Use the out-of-band management IP address that you configured during the initial setup. You must send an authentication message to initiate an API session. Use the administrator login name and password that you configured during the initial setup.


Note

Only https is enabled by default. By default, http and http-to-https redirection are disabled.

Access the NX-OS style CLI

You can access the APIC NX-OS style CLI either directly from a terminal or through the APIC GUI.

Guidelines for the APIC NX-OS style CLI

  • The CLI is supported only for users with administrative login privileges.

  • The APIC NX-OS style CLI uses similar syntax and other conventions to the Cisco NX-OS CLI, but the APIC operating system is not a version of Cisco NX-OS software. Do not assume that a Cisco NX-OS CLI command works with or has the same function on the APIC CLI.

  • If FIPS is enabled in the Cisco ACI setups, then SHA256 support is mandatory on the SSH Client. Additionally, to have the SHA256 support, the openssh-client must be running version 6.6.1 or higher.

  • The object model CLI is available by typing the bash command at the initial CLI prompt.

Access the NX-OS style CLI from a terminal

Use this procedure to access the NX-OS style CLI from a terminal.

Procedure

Step 1

From a secure shell (SSH) client, open an SSH connection to APIC at username@ip-address .

Use the administrator login name and the out-of-band management IP address that you configured during the initial setup. For example, admin@192.168.10.1.

Step 2

When prompted, enter the administrator password.

What to do next

When you enter the NX-OS style CLI, the initial command level is the EXEC level. You can stay in EXEC mode or you can type configure to enter global configuration mode. In any mode, type ? to see the available commands.

For information about using the NX-OS style CLI commands, see the Cisco APIC NX-OS Style Command-Line Interface Configuration Guide and the Cisco APIC NX-OS Style CLI Command Reference.

Access the NX-OS style CLI from the GUI

Use this procedure to access the NX-OS style CLI from the APIC GUI.

Procedure

Step 1

From the menu bar, choose System > Controllers.

Step 2

In the navigation pane, click Controllers.

Step 3

Right-click the desired APIC and choose Launch SSH.

Step 4

Follow the displayed instructions to open an SSH session to the selected controller.

What to do next

When you enter the NX-OS style CLI, the initial command level is the EXEC level. You can stay in EXEC mode or you can type configure to enter global configuration mode. In any mode, type ? to see the available commands.

For information about using the NX-OS style CLI commands, see the Cisco APIC NX-OS Style Command-Line Interface Configuration Guide and the Cisco APIC NX-OS Style CLI Command Reference.
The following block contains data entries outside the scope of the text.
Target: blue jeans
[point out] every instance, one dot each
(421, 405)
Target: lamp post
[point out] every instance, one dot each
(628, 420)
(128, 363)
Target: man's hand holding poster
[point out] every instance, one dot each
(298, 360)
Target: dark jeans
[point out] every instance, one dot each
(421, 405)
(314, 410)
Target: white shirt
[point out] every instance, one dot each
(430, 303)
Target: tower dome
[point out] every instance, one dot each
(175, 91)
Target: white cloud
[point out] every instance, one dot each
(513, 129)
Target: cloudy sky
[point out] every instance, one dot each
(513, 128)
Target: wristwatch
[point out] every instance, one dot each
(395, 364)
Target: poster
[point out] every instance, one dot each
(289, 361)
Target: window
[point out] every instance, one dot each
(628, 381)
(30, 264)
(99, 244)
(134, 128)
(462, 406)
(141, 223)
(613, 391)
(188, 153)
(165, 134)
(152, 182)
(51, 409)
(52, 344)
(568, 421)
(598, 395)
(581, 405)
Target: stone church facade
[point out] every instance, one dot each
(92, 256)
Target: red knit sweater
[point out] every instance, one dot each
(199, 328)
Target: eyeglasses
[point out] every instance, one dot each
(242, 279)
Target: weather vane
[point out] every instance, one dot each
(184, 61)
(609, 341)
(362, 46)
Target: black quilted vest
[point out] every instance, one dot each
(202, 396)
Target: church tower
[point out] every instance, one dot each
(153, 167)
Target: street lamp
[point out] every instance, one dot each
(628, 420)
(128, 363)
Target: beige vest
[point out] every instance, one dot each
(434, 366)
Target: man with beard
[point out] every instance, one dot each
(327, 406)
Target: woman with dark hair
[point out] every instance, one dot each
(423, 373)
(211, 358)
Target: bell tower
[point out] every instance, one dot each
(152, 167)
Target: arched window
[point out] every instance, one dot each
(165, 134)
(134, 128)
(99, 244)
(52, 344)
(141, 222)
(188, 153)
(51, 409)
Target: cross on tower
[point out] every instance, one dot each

Access the object model CLI

Use this procedure to access the object model CLI. The object model CLI is available by typing the bash command at the initial CLI prompt.

Procedure

Step 1

From a secure shell (SSH) client, open an SSH connection to username@ip-address .

Use the administrator login name and the out-of-band management IP address that you configured during the initial setup. For example, ssh admin@192.168.10.1.

Step 2

When prompted, enter the administrator password that you configured during the initial setup.

You are now in the NX-OS style CLI for APIC.

Step 3

Type bash to enter the object model CLI.

Step 4

To return to the NX-OS style CLI, type exit .

This example shows how to enter the object model CLI and how to return to the NX-OS style CLI:


$ ssh admin@192.168.10.1
Application Policy Infrastructure Controller
admin@192.168.10.1's password: cisco123
apic#             <---- NX-OS style CLI prompt
apic# bash
admin@apic1:~>    <---- object model CLI prompt
admin@apic1:~> exit
apic#

What to do next

Every user must use the shared directory called /home. This directory gives permissions for a user to create directories and files; files created within /home inherit the default umask permissions and are accessible by the user and by root. We recommend that users create a /home/userid directory to store files, such as /home/jsmith, when logging in for the first time.

For detailed information about configuring the APIC CLI, see the Cisco APIC Object Model Command Line Interface User Guide.